I am running an ELK stack and tailoring the Logstash configurations to elicit data from several different logs. Because the logs are formatted differently I need to create multiple file inputs. The following is the current configuration:
However, my current configurations result in logstash reading files in the directory /usr/share/logstash/ingest_data/app/zsh/ twice, even though I explicitly configured the first file input to exclude files in that directory (I checked the file /usr/share/logstash/finalised_data/logstash_completed.log and two entries are created when I add a single file)
I cannot find an explanation for this other than unintentional behaviour when having multiple file inputs.
To debug the issue tried to use only one of the file inputs at a time. When using the first input a zsh log is not read, and when using the second input a zsh log is read just once as intended.
I am running a docker compose stack as described here with the version 8.7.1.
When having multiple file inputs, you need to configure sincedb_path explicitly.
Path of the sincedb database file (keeps track of the current position of monitored log files) that will be written to disk. The default will write sincedb files to <path.data>/plugins/inputs/file NOTE: it must be a file path and not a directory path
If not set, the values of both file inputs will overwrite each other. Maybe this is the reason for your issues.

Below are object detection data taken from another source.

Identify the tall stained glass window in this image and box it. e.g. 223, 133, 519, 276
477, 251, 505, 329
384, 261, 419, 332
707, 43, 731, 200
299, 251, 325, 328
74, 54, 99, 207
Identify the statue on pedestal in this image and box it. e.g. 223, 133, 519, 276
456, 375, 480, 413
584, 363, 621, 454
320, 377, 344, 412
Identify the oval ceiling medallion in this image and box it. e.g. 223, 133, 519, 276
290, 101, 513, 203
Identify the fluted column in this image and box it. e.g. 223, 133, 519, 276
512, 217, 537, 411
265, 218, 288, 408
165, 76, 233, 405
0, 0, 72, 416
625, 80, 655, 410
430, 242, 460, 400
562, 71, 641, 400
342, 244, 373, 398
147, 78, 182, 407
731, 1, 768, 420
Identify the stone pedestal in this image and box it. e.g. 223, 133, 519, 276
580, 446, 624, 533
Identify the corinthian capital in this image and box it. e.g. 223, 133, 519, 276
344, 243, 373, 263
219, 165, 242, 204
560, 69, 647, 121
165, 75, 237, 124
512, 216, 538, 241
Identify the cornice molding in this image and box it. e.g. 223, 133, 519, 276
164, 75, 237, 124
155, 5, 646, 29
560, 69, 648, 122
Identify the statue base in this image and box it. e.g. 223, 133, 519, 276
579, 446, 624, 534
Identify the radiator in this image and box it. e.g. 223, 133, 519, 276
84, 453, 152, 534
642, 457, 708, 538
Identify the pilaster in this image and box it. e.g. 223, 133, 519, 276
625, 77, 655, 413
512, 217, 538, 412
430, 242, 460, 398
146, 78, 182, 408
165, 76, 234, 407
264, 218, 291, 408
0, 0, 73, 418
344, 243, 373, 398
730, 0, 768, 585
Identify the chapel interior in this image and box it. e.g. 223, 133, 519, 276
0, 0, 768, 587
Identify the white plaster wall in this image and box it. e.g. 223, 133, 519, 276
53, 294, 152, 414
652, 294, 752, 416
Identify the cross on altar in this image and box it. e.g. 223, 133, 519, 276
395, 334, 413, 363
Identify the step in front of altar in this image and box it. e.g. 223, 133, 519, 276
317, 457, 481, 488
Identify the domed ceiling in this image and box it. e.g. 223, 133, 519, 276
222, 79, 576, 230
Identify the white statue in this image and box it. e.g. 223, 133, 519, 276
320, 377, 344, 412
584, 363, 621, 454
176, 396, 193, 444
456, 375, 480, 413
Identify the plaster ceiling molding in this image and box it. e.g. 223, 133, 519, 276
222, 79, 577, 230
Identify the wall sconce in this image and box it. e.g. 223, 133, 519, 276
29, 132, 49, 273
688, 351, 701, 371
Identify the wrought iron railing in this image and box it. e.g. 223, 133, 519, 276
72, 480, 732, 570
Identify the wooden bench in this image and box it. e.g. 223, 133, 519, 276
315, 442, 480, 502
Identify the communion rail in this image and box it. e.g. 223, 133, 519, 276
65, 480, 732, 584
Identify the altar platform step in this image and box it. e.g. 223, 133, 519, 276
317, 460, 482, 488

Thanks for your answer. I have tried to follow your suggestion and by setting the sincedb_path explicitly (the field file_input is just to make it easier for me to debug):
After doing some additional testing, I have realised, that the issue is not with multiple filters - my bad. When only using the initial file input, logs are still processed in the pipeline even though they are not supposed to.
With that out of the way (and maybe I should create a new topic, since the title does not describe the true issue), you suggestion of splitting the path up in several paths is doable, but I am planning my project to be widely extendable, i.e. I want to have many directories/subdirectories. Thus, it is not a suitable solution for me.
I my understanding of the docs, it is possible to exclude all files in a subdirectory, though its parents directory is part of the path option.
I have tried to strip as much of my Logstash configuration, which reads files located in /usr/share/logstash/ingest_data/app/zsh/:
I do not expect that to work. As @Wolfram_Haussig said, the exclude option takes a filename pattern. If you look at the source code you will see that it is calling basename so all of the directory names are discarded before the comparison is made.
My understanding is that fnmatch? requires the whole pattern to match. Thus basename will reduce /usr/share/logstash/ingest_data/app/zsh/foo.txt to foo.txt and foo,txt does not match /usr/share/logstash/ingest_data/app/zsh/*. In terms of the source, watched_file.pathname would match, but watched_file.pathname.basename does not.
Finally, I understand how works. Thank you both @Wolfram_Haussig and @Badger. The capital 'I' in "In Tail mode..." in the docs mislead me to believe it described two different examples, but now I understand it is the same example with a path (path => /var/log/*) and a pattern (exclude => "*.gz") for excluding files GunZip files.
I marked @Wolfram_Haussig's answer as a solution as i best described a solution to my question.